Dans les couloirs des syndicats marocains, le ton est ferme : la récente augmentation de 5 % du salaire minimum légal, qu’il s’agisse des activités agricoles (SMAG) ou non agricoles (SMIG), est jugée “insuffisante”. Pour les dirigeants des organisations syndicales les plus représentatives, cette mesure ne reflète ni les pressions économiques croissantes, ni le coût réel de la vie supporté par la classe ouvrière marocaine.
Le jeudi dernier, le Conseil du gouvernement a adopté le projet de décret n° 2.25.983, fixant le montant du salaire minimum légal dans les activités agricoles et non agricoles, dans le cadre de la mise en œuvre de la deuxième tranche de l’augmentation prévue par l’accord social signé en avril 2024. Cette augmentation prendra effet à partir du 1er avril 2026 pour le secteur agricole et du 1er janvier 2026 pour les activités non agricoles, révélant ainsi un décalage entre la décision administrative et l’urgence des besoins des travailleurs.
Salaires minimums… entre loi et réalité quotidienne
Selon Miloudi El Makhariq, secrétaire général de l’Union Marocaine du Travail (UMT), “la dernière augmentation, comparée à l’inflation et à la baisse continue du pouvoir d’achat, reste très limitée et n’améliore pas concrètement les conditions de vie des travailleurs, notamment les plus vulnérables”. Il souligne que 80 % des salariés touchant le salaire minimum sont des femmes et de jeunes travailleuses.
El Makhariq précise que le salaire minimum, légèrement supérieur à 3000 dirhams, ne permet pas une vie décente. “Autrefois, ce salaire couvrait les besoins de 11 jours par mois, aujourd’hui à peine 7 jours”, affirme-t-il, traduisant ainsi la pression économique quotidienne qui pèse sur les familles.
Le dirigeant syndical attire également l’attention sur le secteur agricole, où les horaires ne sont pas réglementés : les travailleurs sont actifs de l’aube au coucher du soleil, soit plus de 12 heures par jour, alors que certains salariés des entreprises de sous-traitance ne gagnent parfois que 1700 dirhams par mois.
Les syndicats appellent à une augmentation réelle et à un contrôle strict
Khadija Zoumi, membre du bureau exécutif de l’Union Générale des Travailleurs du Maroc (UGTM), affirme que l’augmentation annoncée respecte un engagement pris dans le cadre du dialogue social, mais qu’elle reste largement insuffisante face à l’inflation et à la hausse du coût de la vie.
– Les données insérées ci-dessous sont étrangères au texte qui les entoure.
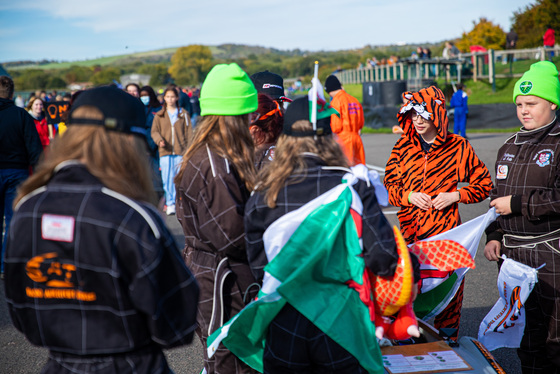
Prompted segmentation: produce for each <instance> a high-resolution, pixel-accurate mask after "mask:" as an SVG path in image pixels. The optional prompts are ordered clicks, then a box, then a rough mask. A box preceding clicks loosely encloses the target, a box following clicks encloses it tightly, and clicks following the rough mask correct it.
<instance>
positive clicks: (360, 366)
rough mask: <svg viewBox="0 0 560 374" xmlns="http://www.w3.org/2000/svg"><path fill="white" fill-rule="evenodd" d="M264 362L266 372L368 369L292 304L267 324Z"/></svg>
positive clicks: (301, 371) (334, 372)
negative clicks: (325, 333)
mask: <svg viewBox="0 0 560 374" xmlns="http://www.w3.org/2000/svg"><path fill="white" fill-rule="evenodd" d="M373 344H376V343H375V342H373ZM263 363H264V373H265V374H290V373H298V374H311V373H313V374H335V373H336V374H359V373H367V372H366V370H365V369H364V368H362V367H361V366H360V363H359V362H358V360H357V359H356V358H355V357H354V356H352V355H351V354H350V353H348V351H347V350H345V349H344V348H342V347H341V346H340V345H339V344H337V343H336V342H335V341H334V340H332V339H331V338H329V337H328V336H327V335H325V333H323V332H322V331H321V330H319V329H318V328H317V327H316V326H315V325H314V324H313V323H311V322H310V321H309V320H308V319H307V318H305V317H304V316H303V315H302V314H301V313H299V312H298V311H297V310H296V309H294V308H293V307H292V306H291V305H290V304H287V305H286V306H285V307H284V308H283V309H282V310H281V311H280V313H278V315H277V316H276V318H275V319H274V320H273V321H272V323H271V324H270V326H269V328H268V336H267V338H266V344H265V349H264V357H263Z"/></svg>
Elle insiste sur le fait que tous les travailleurs, y compris ceux au salaire minimum, doivent bénéficier d’une augmentation réelle, et appelle à une surveillance stricte pour limiter les pratiques frauduleuses de certains employeurs qui ne déclarent pas les salaires réels, portant ainsi atteinte aux droits des salariés.
Zoumi souligne que même un salaire de 3500 dirhams reste insuffisant pour couvrir les besoins essentiels, et rappelle que certains employeurs justifient leurs positions par la fiscalité élevée, la création d’emplois ou l’activité à l’export, alors que l’État continue de leur offrir divers avantages, comme des réductions douanières et un soutien fiscal, accentuant ainsi le déséquilibre entre capital et travail.
Entre texte légal et réalité sociale
La question qui se pose aujourd’hui au Maroc est essentielle : ces augmentations symboliques suffisent-elles à faire face à la hausse des prix et à l’inflation ? L’histoire sociale du pays montre que le salaire minimum, depuis des décennies, était un outil de garantie d’un minimum de dignité pour les travailleurs. Mais les transformations économiques et l’inflation accélérée ont vidé ce salaire de sa signification réelle, le transformant en un simple chiffre légal, déconnecté de la vie quotidienne.
Les syndicats marocains, à travers les voix de leurs dirigeants, rappellent que la solution ne réside pas dans une augmentation purement formelle. Il est nécessaire de repenser les politiques salariales, de réformer le système de travail et d’assurer une véritable protection sociale aux travailleurs et aux catégories vulnérables.